Me siento contento de servir a los ciudadanos de Compostela lo mejor que sé y puedo y en un escenario que veo realmente complicado, y a mi me alegra poder ser útil al conjunto de los ciudadanos, es lo que intento ser, no intento hacer otra cosa, resolviendo todo lo mejor que se puede, preocupándome mucho de que las decisiones que tomemos sean las que haya que tomar, sin preocuparme ni mucho ni poco si las consecuencias políticas o electorales van a ser buenas o malas. Eso ya vendrá en su día. Tenemos que estar para afrontar esta crisis y en la medida de lo posible aunar esfuerzos entre todos para hacer frente a la crisis.

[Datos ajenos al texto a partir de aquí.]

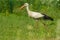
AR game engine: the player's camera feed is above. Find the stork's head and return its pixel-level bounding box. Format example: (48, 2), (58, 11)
(24, 3), (29, 6)
(20, 3), (29, 9)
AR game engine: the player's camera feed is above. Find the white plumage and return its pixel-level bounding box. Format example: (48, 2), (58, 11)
(20, 3), (53, 20)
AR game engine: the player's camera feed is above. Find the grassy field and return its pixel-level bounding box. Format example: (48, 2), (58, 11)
(0, 5), (60, 40)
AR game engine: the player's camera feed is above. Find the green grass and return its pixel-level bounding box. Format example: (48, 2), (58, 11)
(0, 3), (60, 40)
(0, 13), (56, 40)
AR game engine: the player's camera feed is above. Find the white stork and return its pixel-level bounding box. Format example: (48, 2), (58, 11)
(20, 3), (53, 21)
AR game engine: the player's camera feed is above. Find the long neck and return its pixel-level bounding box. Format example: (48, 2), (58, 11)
(26, 6), (30, 14)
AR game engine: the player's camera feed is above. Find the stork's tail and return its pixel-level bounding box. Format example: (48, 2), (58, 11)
(43, 14), (53, 21)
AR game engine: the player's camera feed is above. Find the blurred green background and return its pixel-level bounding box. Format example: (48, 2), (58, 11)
(0, 0), (60, 40)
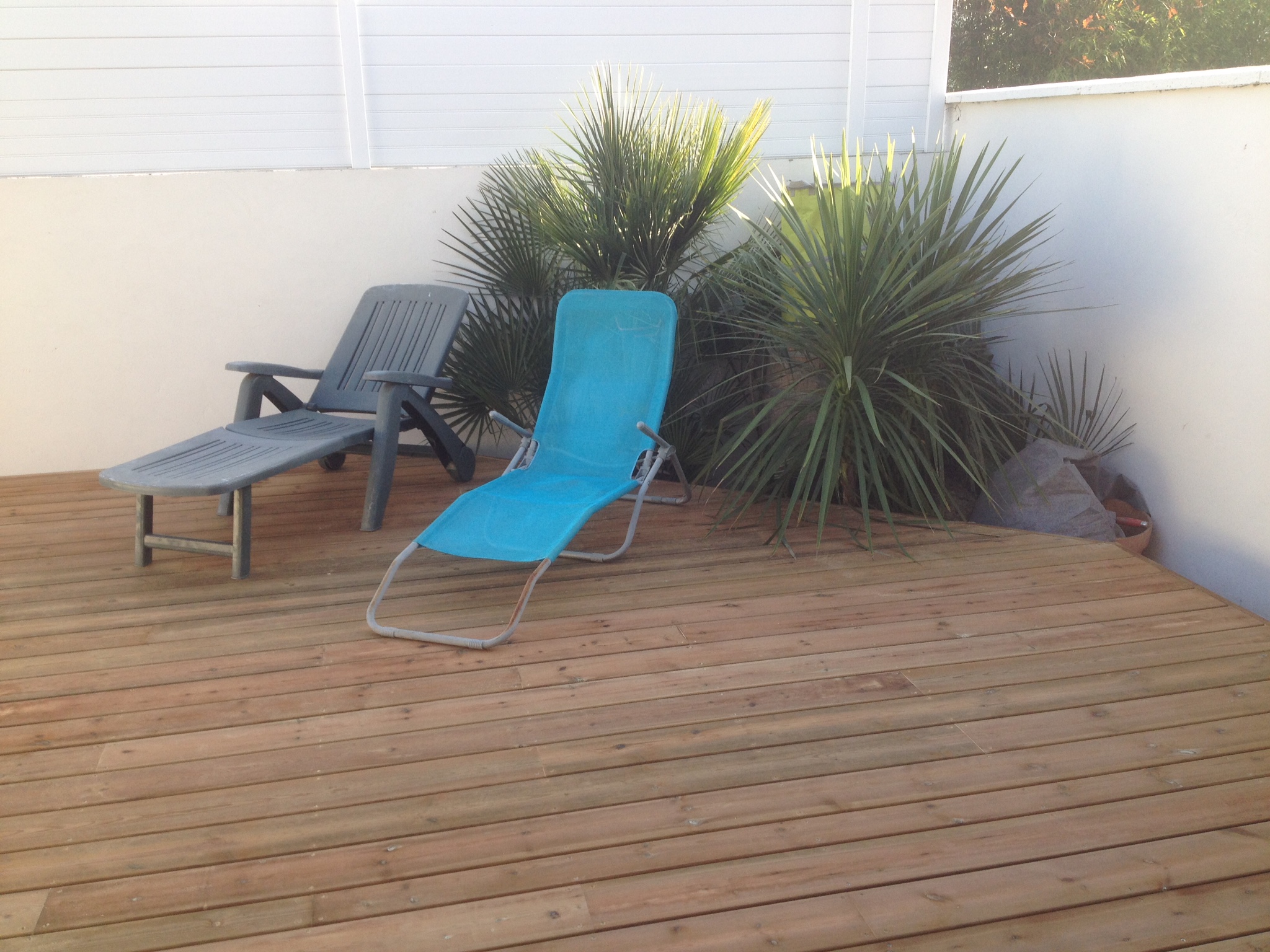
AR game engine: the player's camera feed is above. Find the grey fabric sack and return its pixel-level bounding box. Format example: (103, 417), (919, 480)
(972, 439), (1122, 542)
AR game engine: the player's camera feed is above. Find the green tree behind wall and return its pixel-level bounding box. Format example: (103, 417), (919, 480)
(949, 0), (1270, 90)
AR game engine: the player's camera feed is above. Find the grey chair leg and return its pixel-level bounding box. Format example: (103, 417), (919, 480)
(230, 486), (252, 579)
(132, 495), (155, 569)
(402, 392), (476, 482)
(366, 542), (551, 649)
(362, 385), (402, 532)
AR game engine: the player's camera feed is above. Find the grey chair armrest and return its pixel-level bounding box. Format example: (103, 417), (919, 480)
(489, 410), (533, 439)
(362, 371), (455, 390)
(224, 361), (325, 379)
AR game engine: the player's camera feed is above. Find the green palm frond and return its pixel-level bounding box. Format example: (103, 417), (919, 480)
(1039, 350), (1137, 456)
(715, 142), (1055, 545)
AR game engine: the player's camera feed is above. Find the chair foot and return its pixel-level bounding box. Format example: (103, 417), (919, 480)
(366, 542), (551, 649)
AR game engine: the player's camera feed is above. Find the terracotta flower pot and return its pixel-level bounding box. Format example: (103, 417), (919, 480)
(1103, 499), (1155, 555)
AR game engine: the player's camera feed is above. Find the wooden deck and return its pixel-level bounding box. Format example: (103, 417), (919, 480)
(0, 458), (1270, 952)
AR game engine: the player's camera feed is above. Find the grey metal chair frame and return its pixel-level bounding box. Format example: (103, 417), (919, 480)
(366, 412), (692, 649)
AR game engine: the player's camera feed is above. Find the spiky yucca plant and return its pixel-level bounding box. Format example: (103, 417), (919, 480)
(435, 68), (768, 465)
(715, 141), (1054, 545)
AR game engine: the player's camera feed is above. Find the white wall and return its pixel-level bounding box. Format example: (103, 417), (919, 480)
(0, 167), (480, 475)
(0, 0), (951, 175)
(949, 70), (1270, 615)
(0, 162), (808, 476)
(0, 0), (348, 175)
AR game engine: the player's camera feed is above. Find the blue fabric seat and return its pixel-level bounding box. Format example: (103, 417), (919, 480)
(367, 291), (691, 647)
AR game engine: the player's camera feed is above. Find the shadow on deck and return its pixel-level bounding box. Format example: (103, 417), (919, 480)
(0, 458), (1270, 952)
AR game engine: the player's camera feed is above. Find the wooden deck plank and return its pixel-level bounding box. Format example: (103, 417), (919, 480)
(0, 467), (1270, 952)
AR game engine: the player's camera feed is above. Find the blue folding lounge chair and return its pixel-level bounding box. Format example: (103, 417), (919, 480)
(366, 291), (692, 647)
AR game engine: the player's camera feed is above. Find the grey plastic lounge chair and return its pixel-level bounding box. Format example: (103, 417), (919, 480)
(100, 284), (476, 579)
(366, 291), (692, 647)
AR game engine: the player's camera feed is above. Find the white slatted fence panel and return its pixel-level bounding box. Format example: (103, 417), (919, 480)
(0, 0), (348, 175)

Yo lo digo con absoluta claridad. Si los responsables políticos de los ciudadanos, en una situación como esta, no somos capaces de poner por encima de cualquier opinión personal, política, antipatía, simpatía… el interés general de los ciudadanos y hacer frente a la crisis es que no somos dignos de representar a los ciudadanos.

-Está habiendo una crispación insoportable…

-Me parece insoportable, y me parece que provoca un desánimo, crispación y enfado en la población. Porque hay muchísimas personas angustiadas, muchas que lo están pasando realmente mal y esas personas requieren que nos esforcemos en trasladarles afecto, comprensión y todo el apoyo y ayuda que podamos. No entienden que perdamos ni un minuto en otros temas que no sean eso. Quiero decir que lo comparto. Hay que estar a lo que estamos, no sé cuales serán los normas que dictará la Xunta hoy [el subcomité clínico decidió mantener las medidas que ya estaban en la ciudad], pero sí sé que vamos a colaborar. Si estoy de acuerdo con mas alegría y si alguna no me gusta con menos satisfacción, pero vamos a colaborar.

En algunas discusiones con colectivos de la ciudad que están pasándolo mal, siempre les dije: nosotros vamos a estar a lo que tenemos que estar. A lo mejor preferiríamos estar de otra manera, pero las normas que dicte la autoridad competente vamos a cumplirlas y hacerlas cumplir. Y en lo que nos corresponda a nosotros y en lo que podamos vamos a estar en ayudar a los sectores: con la hostelería nocturna, no defiendo que abra, lo siento mucho, pero sí facilito que puedan ampliar licencia para que ejerzan como café bar, tengan terrazas… y eso estamos haciendo. No defiendo que abran hasta las 3, sí que abras a las 12 y que si tienes sitio de poner terraza la pongas. No que funciones como discoteca, como pub, pero sí como cafetería y estoy dispuesto a dar las facilidades. Hacemos lo que podemos para temperar las consecuencias de la situación pero cumpliendo la normativa.